How much more salary should I ask after 1st year?
Background is that I've now worked one year at a Nordic REPE firm (~100 employees, AUM EUR 2.5 billion) as an Analyst after graduating in January this year. Current base salary is EUR 5.5k/mo and I am expected to receive annual bonuses worth 4-5- month salary (i.e., all-in comp ~EUR 90k p.a.). I will be having performance reviews and salary discussions during this month, and it would be very fruitful to know how much more salary I could ask without losing my face?
We have a very small team in my country, and I have been involved in multiple transactions in a key role and learned quite much during the year. Additionally, my responsibilities for the coming year will increase as I will be executing smaller deals more or less by myself (including sourcing, modelling, IC materials, coordination of DD, bank discussions, price negotiations with sellers etc.).
Given that my responsibilities will increase, I've received very good feedback from colleagues, inflation is roughly ~10% in my country and I also think that my base salary is already slightly lagging (maybe 200-400e per month) compared to some of my friends working at other REPE firms, how much more salary should I ask? I was wondering something like 6.5k or even 6.7k, is this realistic?
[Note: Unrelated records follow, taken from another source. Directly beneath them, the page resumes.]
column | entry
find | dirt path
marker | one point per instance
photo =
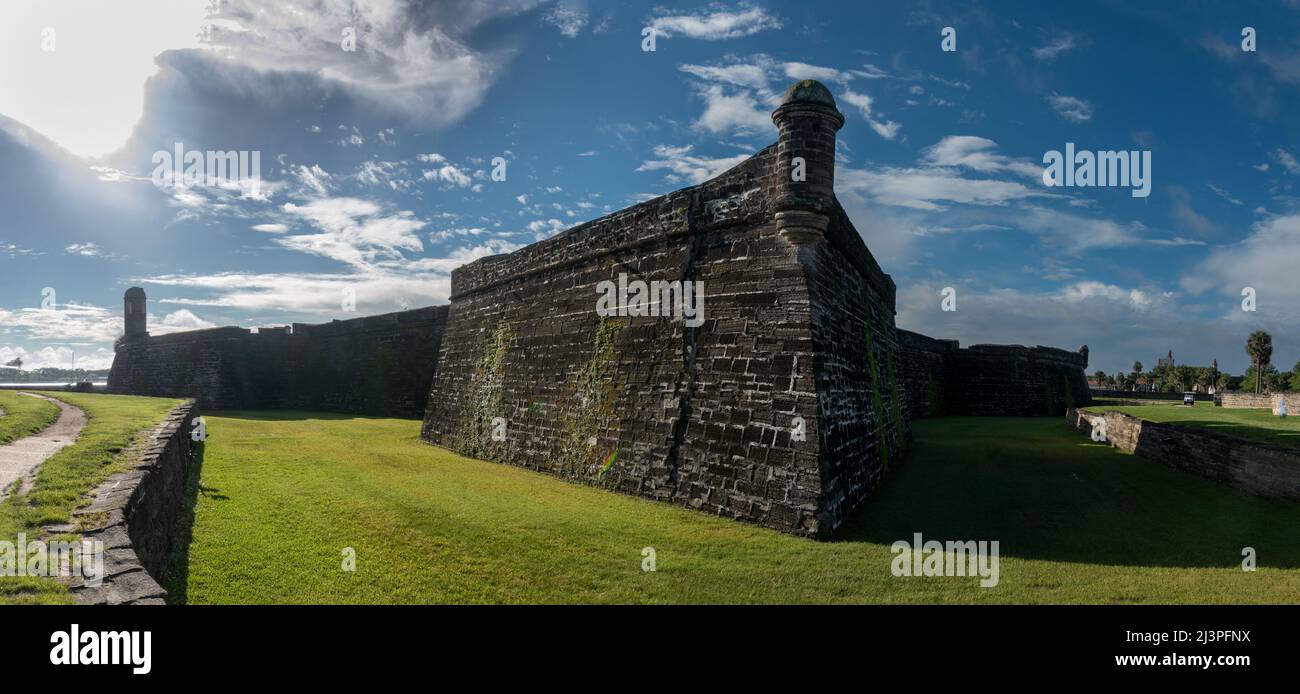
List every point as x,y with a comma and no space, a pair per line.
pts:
24,456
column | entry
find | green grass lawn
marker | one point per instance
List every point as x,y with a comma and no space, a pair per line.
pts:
24,416
1251,424
65,480
284,494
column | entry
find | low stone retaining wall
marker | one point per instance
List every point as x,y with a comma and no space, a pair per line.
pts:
1260,469
1148,397
134,514
1242,400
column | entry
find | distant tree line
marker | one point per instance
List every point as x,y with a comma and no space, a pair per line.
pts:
1178,378
50,374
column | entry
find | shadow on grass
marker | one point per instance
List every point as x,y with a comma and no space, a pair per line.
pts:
297,415
178,559
1048,493
1244,432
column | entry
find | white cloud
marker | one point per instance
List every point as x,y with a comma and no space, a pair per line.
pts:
1119,324
410,59
802,70
103,55
885,129
1286,160
1223,194
568,17
715,25
449,173
57,358
979,155
354,231
89,250
1071,108
685,165
928,189
1266,260
73,322
180,321
313,179
545,229
733,113
1054,47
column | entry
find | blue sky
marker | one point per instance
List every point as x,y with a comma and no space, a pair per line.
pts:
376,163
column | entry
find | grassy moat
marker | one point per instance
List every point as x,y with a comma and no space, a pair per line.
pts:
285,495
1259,425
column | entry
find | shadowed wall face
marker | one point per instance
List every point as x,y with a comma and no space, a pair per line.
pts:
702,416
373,365
991,380
780,407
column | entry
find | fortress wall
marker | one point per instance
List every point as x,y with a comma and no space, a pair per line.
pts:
991,380
697,416
1014,381
1252,467
924,371
862,411
372,365
1268,400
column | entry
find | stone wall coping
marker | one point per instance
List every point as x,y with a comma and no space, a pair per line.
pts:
108,519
What kind of salary increases have you received and what should I expect?
I'm in the US, so lightly different cultural norms, but a couple of questions:
1) are you in some sort of structured analyst program or were you just hired out of school?
2) any other 2nd year analysts that you could ask about the process?
3) have you already had your yearly review so you can learn about how you are viewed by your bosses?
If you haven't had a review yet, that is the time to broach the subject about raises/promotions. As an analyst, I personally would ask the questions generally, but be prepared to discuss numbers if it comes up naturally (e.g. if you get a good review, and you ask about promotions and raises and they tell you, oh you should expect a 5% raise, that is one thing. If you have a good review and the discussion is more of a "what do you think is fair", that is another thing. And if they say you suck, then don't bring up promotions or raises at all and instead direct your questions on improvement).
1) Nope, just hired straight after school. The firm typically only hires people with 2 years of full-time experience, but I was lucky enough to apply there at a time when they were lacking resources. And I also have conducted several top-tier internships during studies which ofc helped.
2) Yes, but they still haven't told much about exact numbers. Currently have just said that the very least they require is the inflation
3) Not yet, it will be kept during this month. Just wondered that I need to take the time now to come up with solid arguments to be able to capitalize a proper raise
I'm also in the US so this might not be universal in all countries. The very least you should ask for is inflation adjusted increase, otherwise you would quite literally lose money working there. Then again, if you think you might be a casualty of recession layoffs then maybe taking a haircut of 5% increase is better than no income from being fired lol. Similarly to stated above, the reviews are the best time to bring it up and you'd be able to gauge if they think you're doing well (better performance means more room for you to ask for a raise). If they think you are doing great, then potentially asking for a 15% raise isn't out of the question (10% inflation and a slight bump after that for performance and increased responsibility next year). If they think you are doing fine to poor then I would just ask for as close to inflation adjustment as possible.
If you are only in your first year then I would expect no promotion, unless it was discussed during the hiring process that you would come in as a senior analyst and move to associate within a year or 2 kind of thing. Within the same title the salary increases aren't going to be wild, so expecting to move from 90k to 120k isn't likely.
First year analyst (started this summer) in the US at a large firm. I will ask for 10% because that is roughly inflation since I signed my offer last fall. I won't have end of year review/discussion for another few weeks though.